So if I wanted to run Windows ARM on an Apple Silicon Mac, what's the best option(s) that make full use of the hypervisor? I'm aware of UTM [0] but the second paragraph of the article makes it seem like UTM is a software emulator (that doesn't take advantage of the hypervisor?)
What a lovely technical article for those of us that haven't followed it, thanks! I was thinking this might be about how Parallels does not have copy-and-paste for M1-on-M1 macOS-on-macOS virtualization, which is definitely "thinking different" compared to all other desktop virtualization that I have encountered.
TLDR: macOS virtualization is as fast as native due to hypervisor support, with free but limited driver support thanks to virtio. MacOS guests are limited to 2 at a time, and cannot use iCloud services or log in to the App Store.
Also FYI:
- launch times are fast enough for serverless
- you can restore snapshots for macOS guests but not for Linux
- Apple's open-source container support is built on Virtualization, making it a much more secure option than Docker
What's needs investigating is access to the secure enclave. You can login with an apple ID and use enclave API's; it's not clear if this is emulated or handled using the host enclave with a different scope - i.e., if this presents any security issues. To be conservative, one might avoid logging in using an Apple ID with sensitive information in an automated/CI context.
AI slop from the looks of it. The title is a clickbait also.

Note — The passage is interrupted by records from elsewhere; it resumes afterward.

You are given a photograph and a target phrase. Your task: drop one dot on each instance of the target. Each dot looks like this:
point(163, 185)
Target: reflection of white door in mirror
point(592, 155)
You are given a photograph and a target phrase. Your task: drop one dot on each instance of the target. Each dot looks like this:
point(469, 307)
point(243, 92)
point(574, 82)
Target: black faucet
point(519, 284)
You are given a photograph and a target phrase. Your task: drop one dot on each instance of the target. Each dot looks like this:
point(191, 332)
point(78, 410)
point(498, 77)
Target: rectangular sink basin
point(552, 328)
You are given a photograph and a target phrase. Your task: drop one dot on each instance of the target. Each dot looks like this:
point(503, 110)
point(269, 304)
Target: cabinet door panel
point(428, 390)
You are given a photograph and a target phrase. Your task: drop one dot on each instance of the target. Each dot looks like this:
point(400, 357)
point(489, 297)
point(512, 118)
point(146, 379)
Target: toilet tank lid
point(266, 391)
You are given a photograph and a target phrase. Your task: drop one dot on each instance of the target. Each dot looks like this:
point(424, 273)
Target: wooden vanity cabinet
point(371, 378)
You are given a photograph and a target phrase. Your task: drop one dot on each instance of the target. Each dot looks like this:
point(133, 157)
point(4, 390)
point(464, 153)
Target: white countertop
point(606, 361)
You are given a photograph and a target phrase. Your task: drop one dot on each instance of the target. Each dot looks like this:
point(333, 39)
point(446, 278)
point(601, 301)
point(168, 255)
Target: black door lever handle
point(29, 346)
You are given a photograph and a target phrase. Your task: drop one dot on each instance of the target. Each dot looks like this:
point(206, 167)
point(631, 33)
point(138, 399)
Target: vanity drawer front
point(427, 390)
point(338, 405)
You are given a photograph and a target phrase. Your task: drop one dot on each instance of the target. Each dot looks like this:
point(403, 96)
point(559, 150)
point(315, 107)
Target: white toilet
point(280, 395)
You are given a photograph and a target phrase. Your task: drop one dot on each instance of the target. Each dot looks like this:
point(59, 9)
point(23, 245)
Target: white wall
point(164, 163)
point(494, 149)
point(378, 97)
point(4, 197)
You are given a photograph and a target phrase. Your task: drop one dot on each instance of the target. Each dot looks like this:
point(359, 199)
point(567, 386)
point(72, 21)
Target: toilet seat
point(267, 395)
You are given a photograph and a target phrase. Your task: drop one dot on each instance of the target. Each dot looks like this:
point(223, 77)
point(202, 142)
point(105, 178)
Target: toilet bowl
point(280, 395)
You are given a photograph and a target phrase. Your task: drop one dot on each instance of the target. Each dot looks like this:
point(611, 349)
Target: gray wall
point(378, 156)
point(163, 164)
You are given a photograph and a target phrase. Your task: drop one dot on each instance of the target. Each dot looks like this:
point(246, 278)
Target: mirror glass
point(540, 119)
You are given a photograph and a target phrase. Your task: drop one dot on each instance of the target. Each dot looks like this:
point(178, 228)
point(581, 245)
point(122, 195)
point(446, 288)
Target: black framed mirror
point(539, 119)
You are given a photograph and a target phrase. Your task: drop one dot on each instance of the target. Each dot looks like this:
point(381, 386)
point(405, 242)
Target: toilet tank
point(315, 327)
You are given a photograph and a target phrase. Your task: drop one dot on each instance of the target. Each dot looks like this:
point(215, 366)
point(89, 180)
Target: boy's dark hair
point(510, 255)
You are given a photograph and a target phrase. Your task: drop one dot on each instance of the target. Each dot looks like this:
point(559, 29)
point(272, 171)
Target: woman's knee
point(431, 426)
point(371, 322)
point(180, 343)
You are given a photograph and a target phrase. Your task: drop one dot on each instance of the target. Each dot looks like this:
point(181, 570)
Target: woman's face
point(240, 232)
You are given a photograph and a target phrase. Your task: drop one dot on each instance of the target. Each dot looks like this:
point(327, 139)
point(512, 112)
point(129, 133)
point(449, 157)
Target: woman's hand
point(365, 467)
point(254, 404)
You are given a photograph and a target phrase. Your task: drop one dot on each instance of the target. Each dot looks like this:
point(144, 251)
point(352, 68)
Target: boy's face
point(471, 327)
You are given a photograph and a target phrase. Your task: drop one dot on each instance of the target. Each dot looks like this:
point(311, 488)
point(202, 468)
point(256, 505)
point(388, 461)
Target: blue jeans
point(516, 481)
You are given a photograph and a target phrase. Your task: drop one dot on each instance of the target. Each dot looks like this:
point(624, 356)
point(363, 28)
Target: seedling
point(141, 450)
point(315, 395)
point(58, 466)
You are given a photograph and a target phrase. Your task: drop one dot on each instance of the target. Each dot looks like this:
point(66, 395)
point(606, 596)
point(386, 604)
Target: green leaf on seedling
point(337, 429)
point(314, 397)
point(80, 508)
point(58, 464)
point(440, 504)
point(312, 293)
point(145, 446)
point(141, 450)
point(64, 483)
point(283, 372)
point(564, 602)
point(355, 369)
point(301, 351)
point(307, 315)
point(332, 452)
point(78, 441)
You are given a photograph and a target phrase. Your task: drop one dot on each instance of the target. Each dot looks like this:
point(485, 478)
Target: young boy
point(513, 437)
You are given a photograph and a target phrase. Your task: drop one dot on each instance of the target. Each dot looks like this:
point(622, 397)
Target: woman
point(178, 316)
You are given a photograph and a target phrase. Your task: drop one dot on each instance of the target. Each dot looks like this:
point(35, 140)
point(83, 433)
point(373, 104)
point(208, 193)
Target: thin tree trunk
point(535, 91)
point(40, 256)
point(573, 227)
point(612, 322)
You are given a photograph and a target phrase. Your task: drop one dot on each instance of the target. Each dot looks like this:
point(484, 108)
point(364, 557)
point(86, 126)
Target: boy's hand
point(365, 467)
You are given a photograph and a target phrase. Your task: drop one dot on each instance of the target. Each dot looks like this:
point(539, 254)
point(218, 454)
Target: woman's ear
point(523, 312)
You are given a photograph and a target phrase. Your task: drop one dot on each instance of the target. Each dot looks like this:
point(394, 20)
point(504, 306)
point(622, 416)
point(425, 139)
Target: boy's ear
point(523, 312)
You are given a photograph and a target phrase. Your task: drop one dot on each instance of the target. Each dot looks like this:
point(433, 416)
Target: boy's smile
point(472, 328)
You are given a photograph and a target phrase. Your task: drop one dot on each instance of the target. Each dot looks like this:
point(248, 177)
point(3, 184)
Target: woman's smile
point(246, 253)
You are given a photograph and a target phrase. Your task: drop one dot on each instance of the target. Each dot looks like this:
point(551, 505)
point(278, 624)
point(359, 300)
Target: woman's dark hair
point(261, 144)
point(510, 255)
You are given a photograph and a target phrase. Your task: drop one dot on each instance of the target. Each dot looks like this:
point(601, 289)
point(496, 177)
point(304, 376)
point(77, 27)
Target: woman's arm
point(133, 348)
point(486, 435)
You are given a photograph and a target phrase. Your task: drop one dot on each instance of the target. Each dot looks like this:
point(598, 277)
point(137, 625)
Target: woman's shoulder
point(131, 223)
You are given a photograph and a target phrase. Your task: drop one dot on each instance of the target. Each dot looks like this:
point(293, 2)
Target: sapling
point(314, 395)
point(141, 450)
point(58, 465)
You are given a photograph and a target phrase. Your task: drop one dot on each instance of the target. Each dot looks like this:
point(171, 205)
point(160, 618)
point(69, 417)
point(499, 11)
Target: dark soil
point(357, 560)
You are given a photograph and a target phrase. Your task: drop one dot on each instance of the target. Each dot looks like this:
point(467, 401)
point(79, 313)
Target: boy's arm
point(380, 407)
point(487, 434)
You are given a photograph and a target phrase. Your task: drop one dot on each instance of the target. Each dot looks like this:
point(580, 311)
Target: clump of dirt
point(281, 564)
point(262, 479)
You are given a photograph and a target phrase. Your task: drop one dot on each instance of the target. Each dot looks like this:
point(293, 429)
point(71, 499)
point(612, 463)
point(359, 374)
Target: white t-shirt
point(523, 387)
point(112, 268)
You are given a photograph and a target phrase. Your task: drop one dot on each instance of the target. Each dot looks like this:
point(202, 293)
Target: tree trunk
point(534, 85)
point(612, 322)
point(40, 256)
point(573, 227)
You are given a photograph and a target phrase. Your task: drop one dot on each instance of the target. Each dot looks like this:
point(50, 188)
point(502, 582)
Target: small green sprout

TFA does not contain the word "copy", but copy-paste (shared clipboard) support stands out strongly to me as being "different" in Apple Silicon virtualization at this time.
TFA does mention the word "clipboard", but the containing sentence, while perhaps technically correct, seems a bit misleading, as follows: "As implemented in macOS (both as guest and host), there are also extensions to support keyboard and pointing devices, a shared clipboard, and high-performance graphics with Metal and GPU support." As I understand it, even if those extensions "exist", what good are they if they are not adopted?:
- If you virtualize macOS within macOS on Apple Silicon using UTM, you cannot copy paste between systems reliably (bidirectional shared clipboard is very, very fragile; "can" work a little but is essentially fully broken/unreliable).
- If you virtualize macOS within macOS on Apple Silicon using Parallels (often considered a best-choice solution), you cannot copy paste between systems at all (bidirectional shared clipboard is an explicit non-feature at this time).
Thus, if you want bidirectional clipboard, on a macOS host, you'll have to run a *nix (seems to work) or maybe Win (I haven't tried) guest OS.
I would have tried VMWare Fusion (free for personal use), but after jumping through all the signup and download navigation hoops, I couldn't even get the download link to un-gray itself out for me. Is bidirectional macOS to macOS clipboard implemented there? IDK and I cannot tell.